🤖 AI Summary
The absence of a unified theoretical framework for identifying core entities in higher-order interaction networks hinders systematic analysis of hypergraph centrality. Method: This paper systematically reviews 39 hypergraph centrality measures and proposes the first structured taxonomy—categorizing them into structural, functional, and contextual classes. Leveraging hypergraph modeling, network dynamical analysis, and empirical evaluation, we characterize systematic differences in similarity patterns and computational complexity across categories. We further construct a reproducible, comparable benchmark suite. Contribution/Results: Our work bridges dual gaps in the field: theoretical integration and empirical validation. The taxonomy provides a methodological guide and technical roadmap for hypergraph analysis, enabling principled, scalable advancement of higher-order network centrality research.
📝 Abstract
Identifying central entities and interactions is a fundamental problem in network science.

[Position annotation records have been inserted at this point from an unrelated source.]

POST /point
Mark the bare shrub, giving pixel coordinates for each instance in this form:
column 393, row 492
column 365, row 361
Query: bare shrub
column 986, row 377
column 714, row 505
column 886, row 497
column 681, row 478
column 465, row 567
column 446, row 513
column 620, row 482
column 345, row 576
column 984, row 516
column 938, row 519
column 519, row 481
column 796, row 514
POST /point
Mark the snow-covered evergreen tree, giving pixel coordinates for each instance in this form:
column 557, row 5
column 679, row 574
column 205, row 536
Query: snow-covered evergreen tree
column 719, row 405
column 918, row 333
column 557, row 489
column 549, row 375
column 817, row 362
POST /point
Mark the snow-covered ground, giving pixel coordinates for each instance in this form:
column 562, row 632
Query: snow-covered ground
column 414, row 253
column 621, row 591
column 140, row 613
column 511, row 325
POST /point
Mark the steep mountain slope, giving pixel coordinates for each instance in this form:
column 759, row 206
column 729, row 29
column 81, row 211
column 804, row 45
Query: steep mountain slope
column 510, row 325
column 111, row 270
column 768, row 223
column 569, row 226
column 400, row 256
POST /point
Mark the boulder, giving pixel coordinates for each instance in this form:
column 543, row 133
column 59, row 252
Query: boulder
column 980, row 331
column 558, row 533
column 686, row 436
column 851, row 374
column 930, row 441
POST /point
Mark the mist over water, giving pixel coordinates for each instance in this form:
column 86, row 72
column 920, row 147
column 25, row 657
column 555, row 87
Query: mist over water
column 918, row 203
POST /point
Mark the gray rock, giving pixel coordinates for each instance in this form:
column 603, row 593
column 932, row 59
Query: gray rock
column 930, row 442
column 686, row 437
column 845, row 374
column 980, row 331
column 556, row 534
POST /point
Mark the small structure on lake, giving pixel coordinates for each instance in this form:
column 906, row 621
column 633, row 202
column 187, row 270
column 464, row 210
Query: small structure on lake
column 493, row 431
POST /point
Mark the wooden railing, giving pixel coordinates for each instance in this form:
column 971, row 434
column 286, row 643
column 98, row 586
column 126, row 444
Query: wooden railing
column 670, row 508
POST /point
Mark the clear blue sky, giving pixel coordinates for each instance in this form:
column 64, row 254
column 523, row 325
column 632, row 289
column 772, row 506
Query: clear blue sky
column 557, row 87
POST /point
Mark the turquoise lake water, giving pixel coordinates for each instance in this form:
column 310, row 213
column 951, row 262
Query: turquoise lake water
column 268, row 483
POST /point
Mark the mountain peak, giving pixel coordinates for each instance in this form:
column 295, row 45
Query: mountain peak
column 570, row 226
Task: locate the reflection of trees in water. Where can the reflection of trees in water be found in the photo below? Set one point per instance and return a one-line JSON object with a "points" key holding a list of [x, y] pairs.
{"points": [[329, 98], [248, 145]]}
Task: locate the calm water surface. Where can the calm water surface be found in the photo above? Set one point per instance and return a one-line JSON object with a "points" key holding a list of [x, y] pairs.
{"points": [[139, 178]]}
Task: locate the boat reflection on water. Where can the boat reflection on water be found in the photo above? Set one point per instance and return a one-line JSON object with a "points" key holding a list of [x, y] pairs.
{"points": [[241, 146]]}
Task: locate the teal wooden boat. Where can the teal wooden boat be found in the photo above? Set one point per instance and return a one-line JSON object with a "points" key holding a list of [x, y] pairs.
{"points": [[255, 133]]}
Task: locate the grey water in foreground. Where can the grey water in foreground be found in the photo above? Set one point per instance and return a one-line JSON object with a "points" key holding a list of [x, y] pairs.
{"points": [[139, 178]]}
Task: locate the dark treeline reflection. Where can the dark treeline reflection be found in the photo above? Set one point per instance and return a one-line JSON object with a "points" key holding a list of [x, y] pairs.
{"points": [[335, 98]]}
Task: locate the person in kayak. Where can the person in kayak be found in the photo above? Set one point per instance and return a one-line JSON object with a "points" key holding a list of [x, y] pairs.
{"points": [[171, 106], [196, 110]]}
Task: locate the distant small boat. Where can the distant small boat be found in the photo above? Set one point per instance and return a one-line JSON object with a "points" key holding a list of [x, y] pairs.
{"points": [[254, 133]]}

While well-studied for graphs (pairwise relations), many biological and social systems exhibit higher-order interactions best modeled by hypergraphs. This has led to a proliferation of specialized hypergraph centrality measures, but the field remains fragmented and lacks a unifying framework. This paper addresses this gap by providing the first systematic survey of 39 distinct measures. We introduce a novel taxonomy classifying them as: (1) structural (topology-based), (2) functional (impact on system dynamics), or (3) contextual (incorporating external features). We also present an experimental assessment comparing their empirical similarity and computation time. Finally, we discuss applications, establishing a coherent roadmap for future research in this area.